Henry, welcome to our course, and, yes, Happy New Year! I look forward to working with you. Here are some thoughts about outsourcing.
Last fall, I heard the VP of Johnson Controls at a conference in Milwaukee, Wisconsin. He said, "We locate production where we can find a quality workforce, which has hard skills and a work ethic."
He did not say his company located production because of taxes, wages, benefits, infrastructure like roads, or finances. He said his company locates production because of the workforce, its quality as measured in terms of "hard skills" and an equally "hard" work ethic.
As Peter F. Drucker argued, "Plan the people first, and the people will plan the business." In the Knowledge Economy, people, not physical plant, drive enterprises. To have a winning business you must have winning people.
Sadly, as Peter Drucker points out in his last book, 2004, the U.S. now requires business to spend 25% of its budget for management on affirmative action compliance. Other countries do not impose the cost of "social engineering" on its businesses; this reduces their operational costs.
Moreover, they do not hire on the basis of "diversity" or some other quota. Instead, they hire people who have hard skills and an equally hard work ethic.
In short, nobody talks about the poor quality of the American workforce today. We like to think low wages drive economic decisions. Hard skills and an equally hard work ethic drive economic decisions today; nobody is willing to explore this in detail.

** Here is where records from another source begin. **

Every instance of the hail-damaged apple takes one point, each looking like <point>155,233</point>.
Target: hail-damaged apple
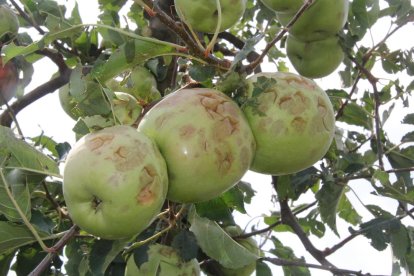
<point>202,15</point>
<point>292,120</point>
<point>205,140</point>
<point>115,182</point>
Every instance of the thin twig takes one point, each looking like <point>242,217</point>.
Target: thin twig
<point>41,267</point>
<point>334,270</point>
<point>35,94</point>
<point>271,226</point>
<point>250,67</point>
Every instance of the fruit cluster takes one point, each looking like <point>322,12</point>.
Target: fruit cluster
<point>192,146</point>
<point>313,35</point>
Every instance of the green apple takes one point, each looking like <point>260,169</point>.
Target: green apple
<point>292,120</point>
<point>8,81</point>
<point>283,6</point>
<point>114,182</point>
<point>126,108</point>
<point>324,18</point>
<point>314,59</point>
<point>9,24</point>
<point>202,15</point>
<point>205,140</point>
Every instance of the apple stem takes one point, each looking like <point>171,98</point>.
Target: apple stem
<point>171,224</point>
<point>216,32</point>
<point>21,213</point>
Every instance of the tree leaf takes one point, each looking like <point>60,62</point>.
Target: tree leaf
<point>329,197</point>
<point>217,244</point>
<point>103,253</point>
<point>356,115</point>
<point>186,244</point>
<point>23,156</point>
<point>165,261</point>
<point>13,236</point>
<point>285,252</point>
<point>20,190</point>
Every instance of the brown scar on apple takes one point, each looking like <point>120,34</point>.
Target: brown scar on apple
<point>299,124</point>
<point>149,177</point>
<point>301,81</point>
<point>295,104</point>
<point>323,111</point>
<point>224,161</point>
<point>99,141</point>
<point>187,131</point>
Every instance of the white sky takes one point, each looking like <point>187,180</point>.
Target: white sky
<point>46,115</point>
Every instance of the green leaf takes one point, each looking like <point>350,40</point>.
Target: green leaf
<point>19,188</point>
<point>262,269</point>
<point>103,253</point>
<point>122,59</point>
<point>217,244</point>
<point>23,156</point>
<point>347,212</point>
<point>285,252</point>
<point>215,209</point>
<point>186,244</point>
<point>356,115</point>
<point>165,261</point>
<point>408,119</point>
<point>329,197</point>
<point>14,236</point>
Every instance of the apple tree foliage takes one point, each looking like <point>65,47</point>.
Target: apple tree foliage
<point>36,233</point>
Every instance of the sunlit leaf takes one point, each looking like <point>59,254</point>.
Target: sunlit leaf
<point>217,244</point>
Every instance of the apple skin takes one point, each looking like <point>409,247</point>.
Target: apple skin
<point>9,24</point>
<point>314,59</point>
<point>205,140</point>
<point>323,19</point>
<point>115,182</point>
<point>8,81</point>
<point>283,6</point>
<point>202,15</point>
<point>295,125</point>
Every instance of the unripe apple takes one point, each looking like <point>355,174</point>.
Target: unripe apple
<point>126,108</point>
<point>323,19</point>
<point>9,24</point>
<point>115,182</point>
<point>8,81</point>
<point>292,121</point>
<point>314,59</point>
<point>202,15</point>
<point>283,6</point>
<point>205,140</point>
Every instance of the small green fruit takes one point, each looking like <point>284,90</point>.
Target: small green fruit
<point>314,59</point>
<point>205,140</point>
<point>292,121</point>
<point>126,108</point>
<point>202,15</point>
<point>323,19</point>
<point>115,182</point>
<point>9,24</point>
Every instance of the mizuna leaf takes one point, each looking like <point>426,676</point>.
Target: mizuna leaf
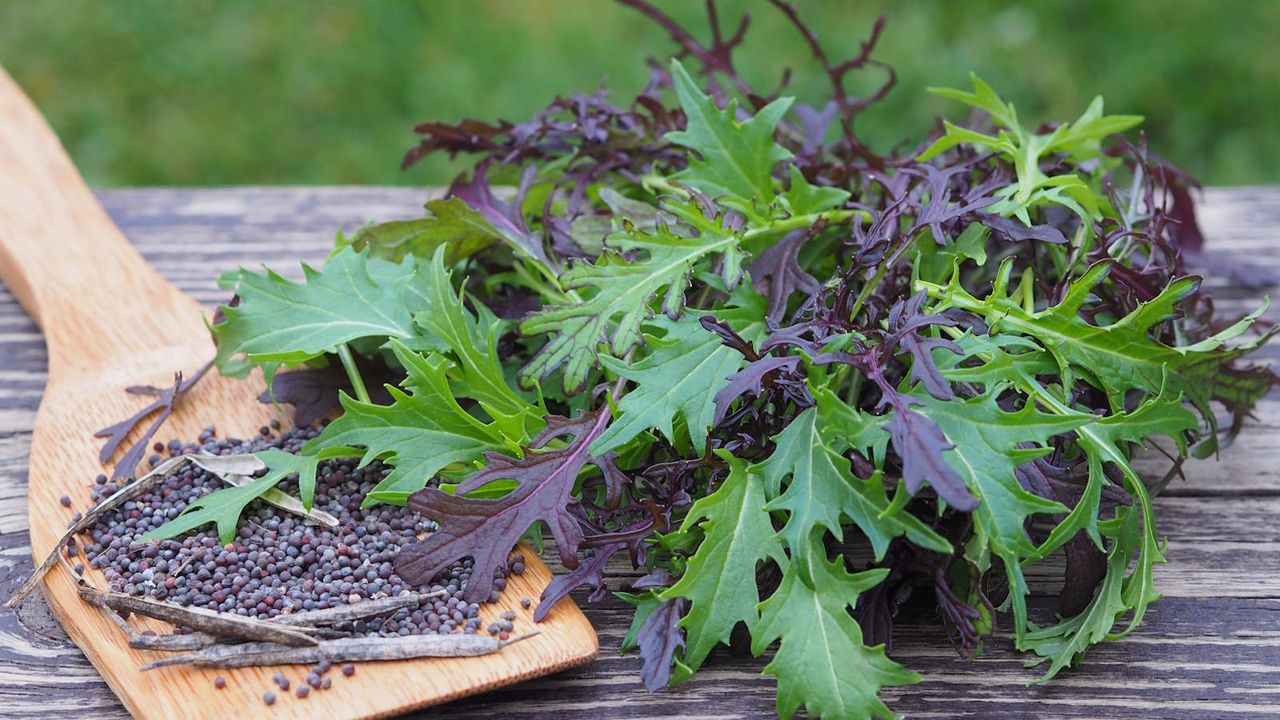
<point>284,322</point>
<point>472,341</point>
<point>1118,595</point>
<point>506,218</point>
<point>680,377</point>
<point>822,490</point>
<point>449,223</point>
<point>1120,356</point>
<point>735,159</point>
<point>988,445</point>
<point>805,199</point>
<point>720,577</point>
<point>618,300</point>
<point>822,662</point>
<point>224,506</point>
<point>488,529</point>
<point>420,433</point>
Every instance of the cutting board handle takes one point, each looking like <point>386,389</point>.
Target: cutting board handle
<point>64,259</point>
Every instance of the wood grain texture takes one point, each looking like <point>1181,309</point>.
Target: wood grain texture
<point>1210,648</point>
<point>110,322</point>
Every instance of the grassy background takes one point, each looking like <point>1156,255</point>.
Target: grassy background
<point>274,91</point>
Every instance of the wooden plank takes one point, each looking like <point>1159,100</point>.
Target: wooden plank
<point>112,322</point>
<point>1207,650</point>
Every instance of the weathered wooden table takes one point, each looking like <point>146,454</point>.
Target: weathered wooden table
<point>1210,648</point>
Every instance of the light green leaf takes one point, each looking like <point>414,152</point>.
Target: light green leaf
<point>284,322</point>
<point>735,159</point>
<point>822,662</point>
<point>449,223</point>
<point>420,433</point>
<point>472,341</point>
<point>618,300</point>
<point>680,377</point>
<point>1116,596</point>
<point>1121,356</point>
<point>224,506</point>
<point>988,449</point>
<point>720,579</point>
<point>804,199</point>
<point>823,491</point>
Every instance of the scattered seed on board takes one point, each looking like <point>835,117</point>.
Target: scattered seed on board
<point>277,564</point>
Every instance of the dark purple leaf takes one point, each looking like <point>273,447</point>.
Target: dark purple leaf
<point>920,443</point>
<point>487,529</point>
<point>753,379</point>
<point>659,638</point>
<point>1086,565</point>
<point>776,273</point>
<point>905,322</point>
<point>590,573</point>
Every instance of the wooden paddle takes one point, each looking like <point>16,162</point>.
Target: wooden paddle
<point>110,320</point>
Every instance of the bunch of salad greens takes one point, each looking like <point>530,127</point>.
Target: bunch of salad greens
<point>790,377</point>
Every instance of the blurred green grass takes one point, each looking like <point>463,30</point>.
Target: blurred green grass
<point>325,92</point>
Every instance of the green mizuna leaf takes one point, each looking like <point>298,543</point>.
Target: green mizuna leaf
<point>823,492</point>
<point>990,445</point>
<point>224,506</point>
<point>1116,596</point>
<point>449,223</point>
<point>618,299</point>
<point>472,342</point>
<point>284,322</point>
<point>1024,150</point>
<point>680,377</point>
<point>720,578</point>
<point>735,159</point>
<point>805,199</point>
<point>1120,356</point>
<point>822,662</point>
<point>420,433</point>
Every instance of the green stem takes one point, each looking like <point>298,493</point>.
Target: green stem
<point>348,363</point>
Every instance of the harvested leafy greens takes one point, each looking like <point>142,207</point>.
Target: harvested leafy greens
<point>789,376</point>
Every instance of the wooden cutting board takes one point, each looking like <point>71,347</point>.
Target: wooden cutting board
<point>110,320</point>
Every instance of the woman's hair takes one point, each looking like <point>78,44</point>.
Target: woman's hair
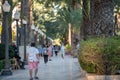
<point>33,44</point>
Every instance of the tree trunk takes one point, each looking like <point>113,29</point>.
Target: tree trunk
<point>102,17</point>
<point>84,30</point>
<point>9,24</point>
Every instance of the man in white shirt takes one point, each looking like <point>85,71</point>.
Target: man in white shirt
<point>33,58</point>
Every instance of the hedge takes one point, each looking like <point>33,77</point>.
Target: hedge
<point>100,55</point>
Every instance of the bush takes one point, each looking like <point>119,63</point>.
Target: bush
<point>2,51</point>
<point>100,55</point>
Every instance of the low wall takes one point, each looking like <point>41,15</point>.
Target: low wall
<point>102,77</point>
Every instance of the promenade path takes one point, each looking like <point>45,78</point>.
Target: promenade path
<point>57,69</point>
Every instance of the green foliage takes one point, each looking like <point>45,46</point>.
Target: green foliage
<point>100,55</point>
<point>1,64</point>
<point>2,51</point>
<point>67,46</point>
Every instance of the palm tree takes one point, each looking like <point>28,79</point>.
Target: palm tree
<point>9,24</point>
<point>27,14</point>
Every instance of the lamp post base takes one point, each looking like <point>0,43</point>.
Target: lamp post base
<point>6,72</point>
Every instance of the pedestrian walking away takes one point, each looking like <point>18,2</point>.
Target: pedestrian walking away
<point>62,51</point>
<point>33,60</point>
<point>45,53</point>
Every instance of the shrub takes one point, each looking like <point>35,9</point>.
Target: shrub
<point>100,55</point>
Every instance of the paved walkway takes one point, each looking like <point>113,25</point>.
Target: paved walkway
<point>57,69</point>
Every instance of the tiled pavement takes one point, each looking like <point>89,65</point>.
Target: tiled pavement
<point>57,69</point>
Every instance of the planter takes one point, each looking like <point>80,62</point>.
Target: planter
<point>102,77</point>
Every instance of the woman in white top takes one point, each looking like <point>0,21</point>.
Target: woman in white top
<point>62,51</point>
<point>33,58</point>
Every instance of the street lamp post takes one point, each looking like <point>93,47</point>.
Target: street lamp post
<point>33,28</point>
<point>36,33</point>
<point>24,24</point>
<point>6,71</point>
<point>16,17</point>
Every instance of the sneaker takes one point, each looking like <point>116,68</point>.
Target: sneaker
<point>36,77</point>
<point>31,78</point>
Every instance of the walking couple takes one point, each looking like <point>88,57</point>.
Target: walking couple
<point>33,59</point>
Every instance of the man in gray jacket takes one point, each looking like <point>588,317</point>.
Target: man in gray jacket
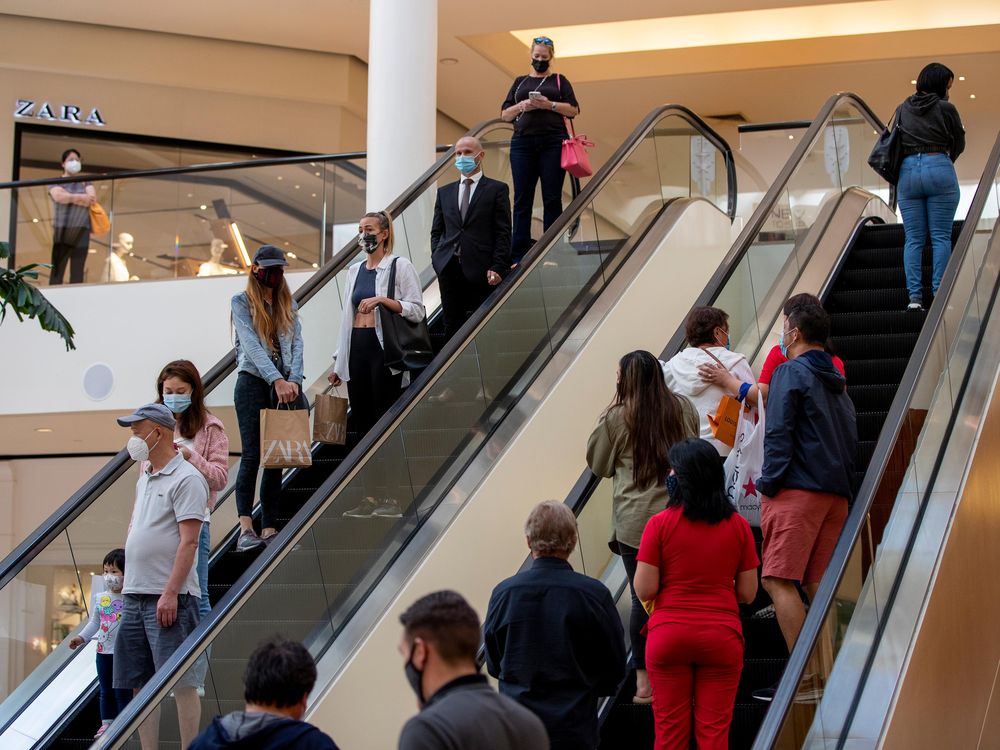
<point>458,708</point>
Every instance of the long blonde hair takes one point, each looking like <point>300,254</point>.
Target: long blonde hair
<point>384,219</point>
<point>268,323</point>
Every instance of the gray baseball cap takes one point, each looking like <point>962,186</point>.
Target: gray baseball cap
<point>153,412</point>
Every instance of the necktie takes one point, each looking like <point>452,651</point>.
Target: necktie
<point>466,191</point>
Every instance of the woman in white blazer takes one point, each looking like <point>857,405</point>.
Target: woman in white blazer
<point>360,359</point>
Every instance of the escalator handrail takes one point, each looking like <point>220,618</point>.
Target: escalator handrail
<point>276,161</point>
<point>158,687</point>
<point>55,524</point>
<point>893,426</point>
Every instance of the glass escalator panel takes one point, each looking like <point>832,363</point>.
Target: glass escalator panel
<point>309,586</point>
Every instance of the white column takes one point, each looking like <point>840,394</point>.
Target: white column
<point>402,96</point>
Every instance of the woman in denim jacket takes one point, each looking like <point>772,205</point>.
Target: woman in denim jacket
<point>360,360</point>
<point>269,363</point>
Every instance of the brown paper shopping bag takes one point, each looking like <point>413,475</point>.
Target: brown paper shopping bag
<point>284,438</point>
<point>330,419</point>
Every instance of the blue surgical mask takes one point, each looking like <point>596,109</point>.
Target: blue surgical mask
<point>465,164</point>
<point>177,402</point>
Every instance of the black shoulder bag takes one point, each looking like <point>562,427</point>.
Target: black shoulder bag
<point>886,157</point>
<point>407,345</point>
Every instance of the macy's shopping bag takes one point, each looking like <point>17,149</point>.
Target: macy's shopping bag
<point>744,463</point>
<point>284,438</point>
<point>330,419</point>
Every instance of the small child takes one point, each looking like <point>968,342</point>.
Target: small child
<point>104,621</point>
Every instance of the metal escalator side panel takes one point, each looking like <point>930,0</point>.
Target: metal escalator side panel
<point>528,459</point>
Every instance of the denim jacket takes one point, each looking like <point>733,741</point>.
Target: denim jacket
<point>254,357</point>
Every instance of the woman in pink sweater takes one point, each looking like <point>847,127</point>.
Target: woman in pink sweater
<point>201,439</point>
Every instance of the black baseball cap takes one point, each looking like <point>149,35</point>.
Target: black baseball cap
<point>269,255</point>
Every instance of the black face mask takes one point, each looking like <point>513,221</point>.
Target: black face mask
<point>415,676</point>
<point>270,277</point>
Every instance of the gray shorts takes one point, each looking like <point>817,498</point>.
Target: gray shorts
<point>142,646</point>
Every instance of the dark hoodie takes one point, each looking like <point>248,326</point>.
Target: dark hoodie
<point>260,731</point>
<point>931,124</point>
<point>811,434</point>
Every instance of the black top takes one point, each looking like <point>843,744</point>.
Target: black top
<point>364,285</point>
<point>540,121</point>
<point>467,713</point>
<point>930,124</point>
<point>554,640</point>
<point>811,432</point>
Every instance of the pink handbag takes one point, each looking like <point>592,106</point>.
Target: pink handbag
<point>575,159</point>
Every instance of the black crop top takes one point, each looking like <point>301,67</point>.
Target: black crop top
<point>364,285</point>
<point>540,121</point>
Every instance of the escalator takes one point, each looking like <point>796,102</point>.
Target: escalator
<point>322,567</point>
<point>860,637</point>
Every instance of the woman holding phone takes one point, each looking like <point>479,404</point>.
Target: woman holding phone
<point>536,104</point>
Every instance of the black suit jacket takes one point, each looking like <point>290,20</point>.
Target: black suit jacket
<point>484,236</point>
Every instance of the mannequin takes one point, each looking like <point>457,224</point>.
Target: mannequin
<point>115,268</point>
<point>214,267</point>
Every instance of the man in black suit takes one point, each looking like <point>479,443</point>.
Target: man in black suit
<point>470,236</point>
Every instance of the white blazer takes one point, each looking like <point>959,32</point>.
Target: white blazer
<point>408,293</point>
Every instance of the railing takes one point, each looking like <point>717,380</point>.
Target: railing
<point>534,306</point>
<point>923,411</point>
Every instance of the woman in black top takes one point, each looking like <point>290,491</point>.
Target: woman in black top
<point>932,138</point>
<point>537,104</point>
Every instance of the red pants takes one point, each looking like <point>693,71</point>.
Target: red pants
<point>693,667</point>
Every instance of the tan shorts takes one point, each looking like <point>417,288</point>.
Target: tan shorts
<point>800,528</point>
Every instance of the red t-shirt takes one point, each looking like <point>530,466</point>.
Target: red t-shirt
<point>698,564</point>
<point>775,358</point>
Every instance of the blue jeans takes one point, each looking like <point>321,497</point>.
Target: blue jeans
<point>204,550</point>
<point>928,197</point>
<point>112,701</point>
<point>534,158</point>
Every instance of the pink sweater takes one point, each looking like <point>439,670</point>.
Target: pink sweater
<point>210,456</point>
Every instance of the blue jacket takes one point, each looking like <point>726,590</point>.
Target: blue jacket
<point>254,357</point>
<point>811,435</point>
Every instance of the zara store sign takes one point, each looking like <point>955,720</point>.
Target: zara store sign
<point>66,113</point>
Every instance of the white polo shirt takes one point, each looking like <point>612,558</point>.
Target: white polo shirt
<point>178,492</point>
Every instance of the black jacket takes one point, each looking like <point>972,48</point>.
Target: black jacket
<point>484,236</point>
<point>929,123</point>
<point>554,640</point>
<point>260,731</point>
<point>811,433</point>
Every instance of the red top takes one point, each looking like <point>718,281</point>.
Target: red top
<point>775,358</point>
<point>698,564</point>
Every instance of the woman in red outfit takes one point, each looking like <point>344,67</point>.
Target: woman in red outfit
<point>696,559</point>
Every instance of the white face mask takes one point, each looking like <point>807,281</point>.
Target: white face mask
<point>137,447</point>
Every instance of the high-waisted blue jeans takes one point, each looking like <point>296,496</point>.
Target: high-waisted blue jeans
<point>928,197</point>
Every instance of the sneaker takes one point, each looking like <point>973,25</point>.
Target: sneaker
<point>388,508</point>
<point>249,541</point>
<point>365,510</point>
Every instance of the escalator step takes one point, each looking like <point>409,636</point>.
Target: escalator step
<point>871,397</point>
<point>875,371</point>
<point>851,323</point>
<point>890,345</point>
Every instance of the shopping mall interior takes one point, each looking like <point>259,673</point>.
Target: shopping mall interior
<point>729,144</point>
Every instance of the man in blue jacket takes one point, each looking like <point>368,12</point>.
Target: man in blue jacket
<point>810,445</point>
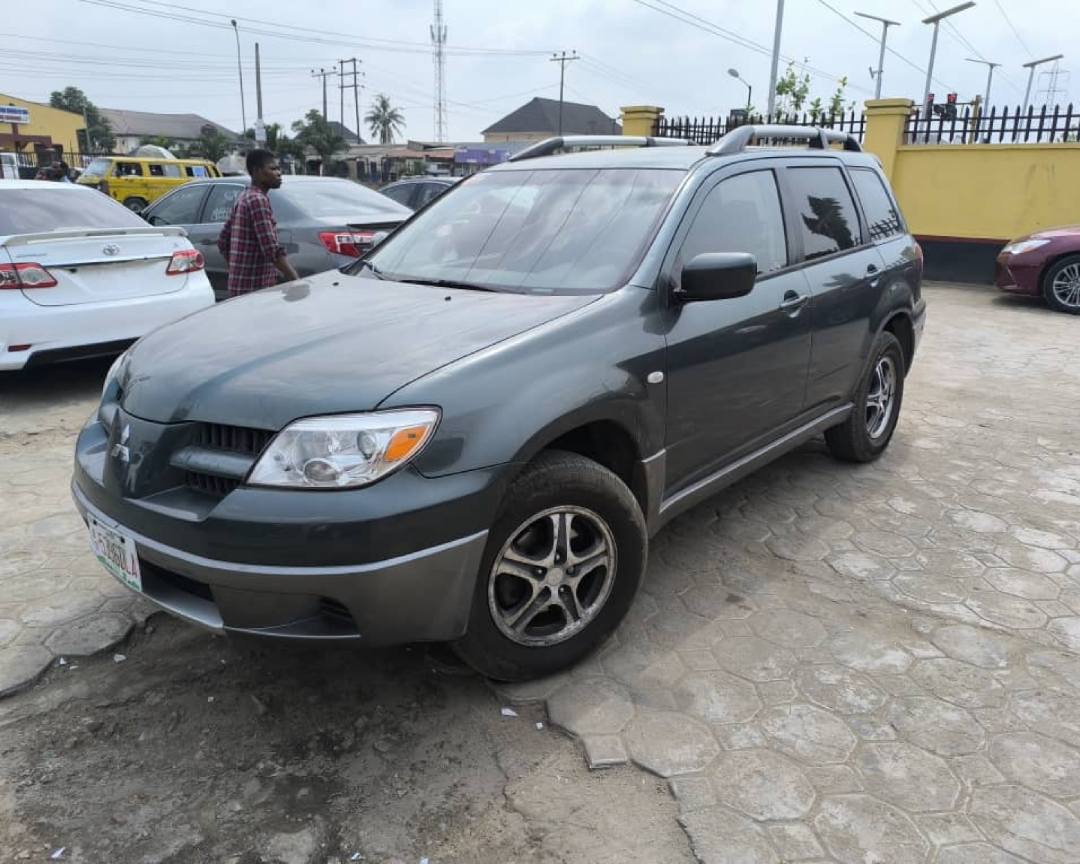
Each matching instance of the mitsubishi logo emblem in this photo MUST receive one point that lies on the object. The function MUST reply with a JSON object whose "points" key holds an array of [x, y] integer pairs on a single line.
{"points": [[120, 450]]}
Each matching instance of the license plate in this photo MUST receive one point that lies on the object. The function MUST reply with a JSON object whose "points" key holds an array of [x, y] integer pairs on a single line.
{"points": [[117, 553]]}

In other words, if you want to stop outsourcing, look at yourself. Are you worth what you think you are in the marketplace? How do we restore standards to education, yes, this is a matter of education, that demand hard skills and a hard work ethic?
The time for letting psycho-babble run our K-12 school systems and "social promotion" at all levels for tuition is coming to an end. Outsourcing in fact is a mirror on American education, top to bottom.
You may not be popular if you pursue this topic; it is begging for somebody to research it "good and hard."